Post-op
I had my post op appointment yesterday. I think I left my book in one of the waiting rooms. My gynecologist's office has two waiting rooms. One is the main outer reception area room. This is the standard waiting room featuring a TV, a somewhat surly receptionist sitting behind the sliding glass window which is typically slid shut, and many many parenting magazines. I consider the parenting magazines to be truly cruel, as this gynecologist is not a typical OB-GYN doctor but a specialist in "reproductive endocrinology". In normal person terms, this means he's the guy you go to see if you can't make, carry, or have babies.
Thus, a waiting room which is practically plastered with magazines featuring glossy images of smiling children and parents, while potentially quite relevant to many of the patients sitting there, seems like it might be a source of anxiety or possibly sadness.
Consider if you were going in because that last set of tests came back and you've got a feeling the news isn't good. I think I'd probably be sobbing. If I wanted kids that is. It does bug me that my female specific health issues are important to address only if they are couched or approached in the context of my reproductive abilities. But that's how it is. And the reality is that most of this guy's patients desperately want to conceive and give birth to a child.
This potentially insensitive magazine selection extends into the inner waiting room. The inner waiting room has an old research poster up on the wall showing the percent mean changes (and standard deviations) in lipid panel levels for women receiving various forms of hormone therapy. It is an old poster, printed out on multiple piece of 8 1/2 x 11 sheets of paper (landscape formatting) rather than the more modern and highly popular posters which I have come to think of as "wall sized". Something about the old fashioned poster comforts me. It feels more humble and therefore somehow more reliable than the wall sized posters which preesnt both impressive and non-impressive research endeavors with equal overwhelming grandure.
Apparently it comforted me right into leaving my Joyce Carol Oates book on one of the happy child and parent strewn tables.
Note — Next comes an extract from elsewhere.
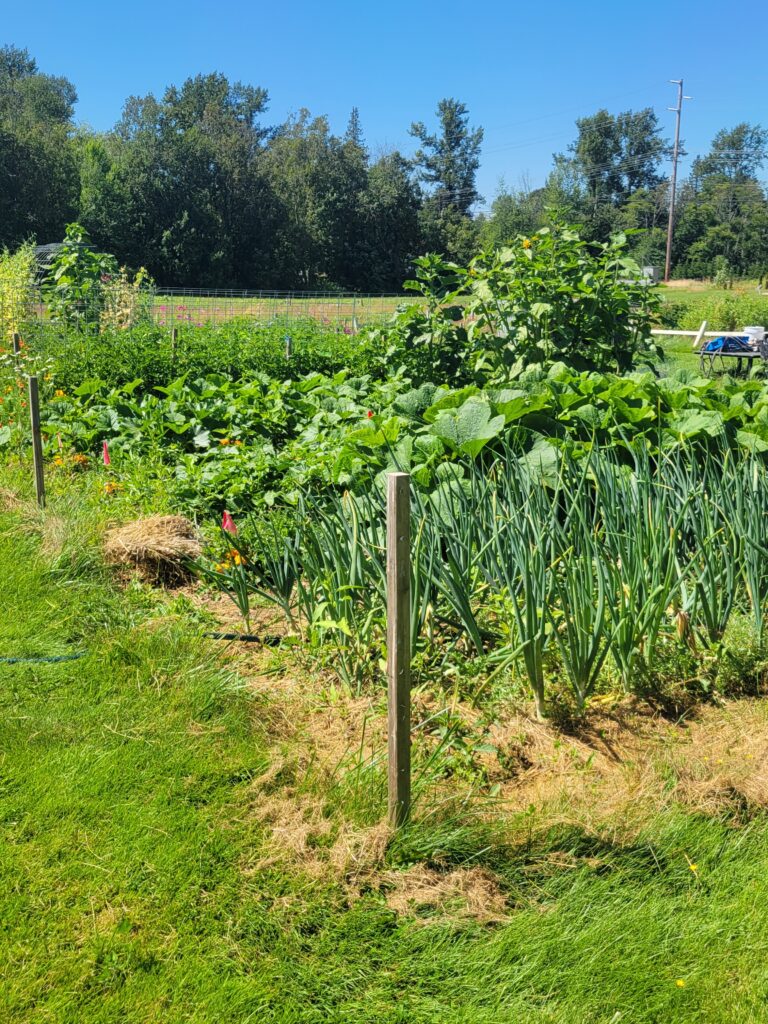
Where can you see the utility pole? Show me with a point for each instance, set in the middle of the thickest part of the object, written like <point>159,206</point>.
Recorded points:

I felt stupid last night when I realized I may have left the libaray book there. I hadn't even really liked it very much, I was having a hard time connecting with the characters, the subtexts, or even just the scenery. I brought it just to have some distraction since I found the baby/parenting magazines insipid in the extreme. It did occur to me this morning though that the book might have been a source of even momentary salvation for some woman pondering an outcome which would make looking at glossy smiling baby faces unbearably difficult for a long time.
Given how the visit went, I think it was understandable, possibly even likely, that I would leave a piece of me behind when I left. I was in a total of two waiting rooms three times, thus the book was in and out of my bag repeatedly. I sat in the inner waiting room once when I was first called back, then again after the exam but before the "wrap up". The second wait was longer than the first. The first, I think I had barely taken the book out before my fella and I were summoned by the resident who was working with my doctor that day.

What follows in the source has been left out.